Her voice died away into silence, and Gabrielle sat staring darkly into the fire, with a clouded face.
For a long time the two sat together, the girl with her young strong hands locked in Margret’s, and her eyes absently fixed on the dying fire, and gradually the old woman’s soothing voice had its effect. Margret gently begged her not to worry, there was no harm done, and perhaps it would be better, after all, to have her see her mother daily and naturally, as the poor little mental and physical wreck she was, and get over the fright and mystery once and for all. And now Gabrielle must takea bottle of hot water upstairs and get to sleep, for it was long after four, and they mustn’t keep poor Hedda up all night.

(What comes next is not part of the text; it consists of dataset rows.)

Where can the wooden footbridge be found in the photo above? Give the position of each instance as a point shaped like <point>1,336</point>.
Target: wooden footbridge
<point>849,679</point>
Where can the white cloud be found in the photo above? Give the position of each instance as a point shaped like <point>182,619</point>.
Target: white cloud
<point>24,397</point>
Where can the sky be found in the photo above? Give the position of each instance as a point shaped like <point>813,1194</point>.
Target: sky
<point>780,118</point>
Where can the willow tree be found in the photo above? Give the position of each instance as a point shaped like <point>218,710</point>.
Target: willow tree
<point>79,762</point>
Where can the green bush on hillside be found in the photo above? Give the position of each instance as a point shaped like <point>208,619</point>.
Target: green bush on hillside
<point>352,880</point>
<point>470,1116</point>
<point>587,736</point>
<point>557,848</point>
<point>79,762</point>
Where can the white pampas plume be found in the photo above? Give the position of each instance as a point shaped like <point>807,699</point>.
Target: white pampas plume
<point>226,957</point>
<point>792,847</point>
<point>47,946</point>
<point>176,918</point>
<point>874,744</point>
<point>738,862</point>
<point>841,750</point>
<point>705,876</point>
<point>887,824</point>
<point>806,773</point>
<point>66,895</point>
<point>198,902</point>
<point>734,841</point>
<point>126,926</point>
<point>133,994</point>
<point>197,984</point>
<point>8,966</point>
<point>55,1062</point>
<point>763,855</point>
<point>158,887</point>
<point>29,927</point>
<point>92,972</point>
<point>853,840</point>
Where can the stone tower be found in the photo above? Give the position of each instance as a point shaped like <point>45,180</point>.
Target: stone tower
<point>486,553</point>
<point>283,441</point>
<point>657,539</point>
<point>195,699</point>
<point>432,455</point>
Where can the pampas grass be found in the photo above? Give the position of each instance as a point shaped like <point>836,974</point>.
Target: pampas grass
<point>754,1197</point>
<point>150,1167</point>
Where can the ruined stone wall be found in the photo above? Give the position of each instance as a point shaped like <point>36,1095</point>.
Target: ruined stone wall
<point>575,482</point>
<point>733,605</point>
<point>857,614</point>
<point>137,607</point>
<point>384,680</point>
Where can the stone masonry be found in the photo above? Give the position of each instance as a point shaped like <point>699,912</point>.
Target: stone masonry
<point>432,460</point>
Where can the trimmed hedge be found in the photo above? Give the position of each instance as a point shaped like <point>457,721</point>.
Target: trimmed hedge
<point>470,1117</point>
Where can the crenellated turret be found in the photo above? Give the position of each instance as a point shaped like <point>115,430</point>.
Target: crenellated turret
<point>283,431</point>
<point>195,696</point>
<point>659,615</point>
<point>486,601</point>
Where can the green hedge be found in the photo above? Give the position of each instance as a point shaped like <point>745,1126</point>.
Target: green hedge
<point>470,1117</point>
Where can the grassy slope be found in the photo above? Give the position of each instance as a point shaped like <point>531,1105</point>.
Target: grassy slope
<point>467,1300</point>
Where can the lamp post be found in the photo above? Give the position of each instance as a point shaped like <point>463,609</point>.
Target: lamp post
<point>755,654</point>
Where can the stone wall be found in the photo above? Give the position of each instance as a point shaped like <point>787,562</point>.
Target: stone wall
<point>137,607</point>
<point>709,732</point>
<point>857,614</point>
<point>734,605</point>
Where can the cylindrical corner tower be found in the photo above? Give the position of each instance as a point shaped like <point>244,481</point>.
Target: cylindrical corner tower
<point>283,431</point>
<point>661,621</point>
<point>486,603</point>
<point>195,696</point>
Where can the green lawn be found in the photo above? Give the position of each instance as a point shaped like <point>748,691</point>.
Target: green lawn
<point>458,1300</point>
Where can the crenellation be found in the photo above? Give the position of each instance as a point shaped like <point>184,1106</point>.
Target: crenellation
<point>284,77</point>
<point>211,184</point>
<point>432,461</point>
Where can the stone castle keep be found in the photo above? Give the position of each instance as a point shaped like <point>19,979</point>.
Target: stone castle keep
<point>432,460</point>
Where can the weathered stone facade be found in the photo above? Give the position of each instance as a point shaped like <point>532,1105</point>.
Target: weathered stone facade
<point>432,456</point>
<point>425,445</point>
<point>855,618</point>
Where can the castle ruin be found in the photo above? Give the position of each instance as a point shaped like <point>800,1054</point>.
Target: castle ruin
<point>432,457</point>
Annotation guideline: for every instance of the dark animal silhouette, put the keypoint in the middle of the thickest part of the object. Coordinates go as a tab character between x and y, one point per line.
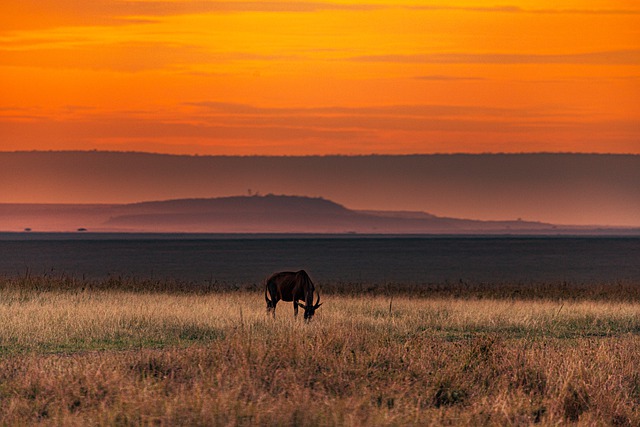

Hedda was quite frankly snoring in the rocker, back in the gloom, but Gabrielle obediently roused herself from deep study, and kissed Margret, and retraced her way up through the cold halls. Her room looked tumbled and was cold; she opened the window. Still night, night, night, black and cold and unbroken—there was no end to this winter night! But Gabrielle was young and cruelly wearied in mind and body, and after three minutes in the cool sheets a heavenly warmth began to envelop her, and she fell deeply asleep.